Bulletin Correspondent

Although many American Jews are unaware of it, the waves of immigration that brought their ancestors to America early in this century sent thousands of Jews southward to Cuba. Some continued to the United States, but those who stayed created a Jewish community that thrived for decades.

Now "Havana Nagila: The Jews of Cuba" recaptures that lost history. The exhaustively researched video documentary will make its world theatrical premiere at the Jewish Film Festival.

"Havana Nagila" is a significant accomplishment, although occasionally its approach is more academic than entertaining. Producer Evan Garelle and writer-director Laura Paull, New York natives who now reside in Modesto, compress a remarkably wide range of subjects into a mere hour.

The documentary shared first prize in the second annual Jewish Video Competition sponsored by the Judah L. Magnes Museum, and was shown with other winners last month at the Pacific Film Archive.

Packed with factual information and first-person interviews, the video tells the story of the Jews who stayed in Cuba. Some stayed by choice, others because they were locked out of the United States in the 1920s and 1930s by State Department quotas.

Historians, teachers and working people tell viewers that the Cuban people had no ingrained tradition of anti-Semitism. Jews were warmly welcomed into Cuban society.

In the late '20s and early '30s, the Machado government persecuted Communists and Jews and promoted anti-Semitism. The Cuban people, however, didn't seem to embrace anti-Jewish sentiment with the same enthusiasm as residents of many other countries at the time.

In fact, on a per-capita basis, Cuba accepted more Jewish refugees from Nazi Europe than several larger nations.

After World War II, Jews gradually established themselves in all areas of Cuban life. The golden age for Jews in Cuba was Batista's second stint as president from 1952-59.

The Jews who prospered under Batista had much to lose when Castro came to power and converted the economy to state-run socialism. According to one source quoted in "Havana Nagila," 94 percent of Cuba's Jews left the country.

Those who chose to remain, however, embraced Castro's leadership and share his philosophy of nation-building to this day.

"The task of the Jew," one Castro supporter asserts, "is not only to figure out how to live well but to contribute to peace and justice wherever in the world he may live."

Along those lines, "Havana Nagila" offers a fascinating reminder that the pragmatic idealism of Castro's socialism is not so different from the ideology that led to Israel's kibbutz system.

In words that wouldn't have sounded out of place in the Galilee in 1951, one likable young Cuban explains, "I respect the opinions of the Orthodox Jews and those who believe in faith.
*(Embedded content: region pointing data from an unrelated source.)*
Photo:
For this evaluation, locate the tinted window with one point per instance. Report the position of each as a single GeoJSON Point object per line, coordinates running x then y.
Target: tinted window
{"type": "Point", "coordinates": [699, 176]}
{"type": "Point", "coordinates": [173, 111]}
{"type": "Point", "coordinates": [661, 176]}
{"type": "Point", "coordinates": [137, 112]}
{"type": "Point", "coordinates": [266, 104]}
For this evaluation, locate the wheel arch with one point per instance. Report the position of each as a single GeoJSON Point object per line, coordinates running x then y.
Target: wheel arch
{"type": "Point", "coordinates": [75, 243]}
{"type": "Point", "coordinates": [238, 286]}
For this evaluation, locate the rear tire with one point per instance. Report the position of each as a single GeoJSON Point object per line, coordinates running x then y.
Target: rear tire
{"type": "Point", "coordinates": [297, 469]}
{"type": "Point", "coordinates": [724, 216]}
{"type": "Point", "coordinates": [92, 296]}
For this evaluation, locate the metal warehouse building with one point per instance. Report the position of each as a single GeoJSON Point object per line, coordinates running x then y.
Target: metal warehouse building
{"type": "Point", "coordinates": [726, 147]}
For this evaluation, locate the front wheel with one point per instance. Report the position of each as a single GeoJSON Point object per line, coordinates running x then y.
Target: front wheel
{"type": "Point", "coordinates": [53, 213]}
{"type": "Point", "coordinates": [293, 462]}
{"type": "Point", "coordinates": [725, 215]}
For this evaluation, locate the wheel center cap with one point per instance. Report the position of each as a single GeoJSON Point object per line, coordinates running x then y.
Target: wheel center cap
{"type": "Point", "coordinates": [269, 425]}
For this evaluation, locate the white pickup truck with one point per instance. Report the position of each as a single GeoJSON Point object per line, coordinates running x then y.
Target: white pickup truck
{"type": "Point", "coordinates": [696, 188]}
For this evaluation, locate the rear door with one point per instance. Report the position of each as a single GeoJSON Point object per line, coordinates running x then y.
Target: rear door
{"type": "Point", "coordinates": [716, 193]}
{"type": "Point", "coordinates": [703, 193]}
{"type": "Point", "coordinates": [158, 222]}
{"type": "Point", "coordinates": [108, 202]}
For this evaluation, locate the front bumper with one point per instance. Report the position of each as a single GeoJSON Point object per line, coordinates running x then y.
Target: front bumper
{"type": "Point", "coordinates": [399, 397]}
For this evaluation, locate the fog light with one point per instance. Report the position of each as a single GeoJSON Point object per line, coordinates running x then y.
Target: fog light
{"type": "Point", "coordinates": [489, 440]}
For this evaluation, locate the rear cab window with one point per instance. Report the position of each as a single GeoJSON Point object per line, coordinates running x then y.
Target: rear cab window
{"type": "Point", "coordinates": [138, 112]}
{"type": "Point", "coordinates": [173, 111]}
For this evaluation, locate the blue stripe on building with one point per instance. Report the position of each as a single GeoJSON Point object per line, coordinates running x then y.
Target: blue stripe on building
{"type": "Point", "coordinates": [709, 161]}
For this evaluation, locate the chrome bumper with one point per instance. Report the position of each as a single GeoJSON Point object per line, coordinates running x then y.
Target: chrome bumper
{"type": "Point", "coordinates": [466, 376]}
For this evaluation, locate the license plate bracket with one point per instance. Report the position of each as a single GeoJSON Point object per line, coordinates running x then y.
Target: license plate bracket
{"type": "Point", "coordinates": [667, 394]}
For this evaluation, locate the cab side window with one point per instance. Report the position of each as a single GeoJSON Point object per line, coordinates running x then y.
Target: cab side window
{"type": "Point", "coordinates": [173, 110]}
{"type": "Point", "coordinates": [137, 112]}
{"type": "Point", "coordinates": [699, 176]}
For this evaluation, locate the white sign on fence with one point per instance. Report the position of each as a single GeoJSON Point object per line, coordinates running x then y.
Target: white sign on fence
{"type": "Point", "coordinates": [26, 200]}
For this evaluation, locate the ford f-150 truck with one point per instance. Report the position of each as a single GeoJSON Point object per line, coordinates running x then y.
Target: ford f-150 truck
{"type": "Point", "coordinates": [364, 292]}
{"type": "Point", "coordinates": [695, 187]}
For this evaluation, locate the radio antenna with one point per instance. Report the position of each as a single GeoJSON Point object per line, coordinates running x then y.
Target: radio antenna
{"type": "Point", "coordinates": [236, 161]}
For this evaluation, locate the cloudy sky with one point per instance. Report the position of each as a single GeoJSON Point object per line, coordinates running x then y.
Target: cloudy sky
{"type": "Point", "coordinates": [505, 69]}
But as long as there is important work to be done, you won't find me at the synagogue."

"Havana Nagila" notes that Israel lent its agricultural expertise to Cuba in the early years of Castro's reign. That phase of cooperation ended in 1973, when Cuba broke off diplomatic relations.

Geopolitics is at the heart of any discussion of Cuba, especially in light of the ongoing U.S. embargo of the island. One of the video's most fascinating passages charts the difficulty of getting Passover supplies for a seder. And those rituals and traditions, important to Jews everywhere, are perhaps even more important in Cuba's tiny 1,600-member Jewish community.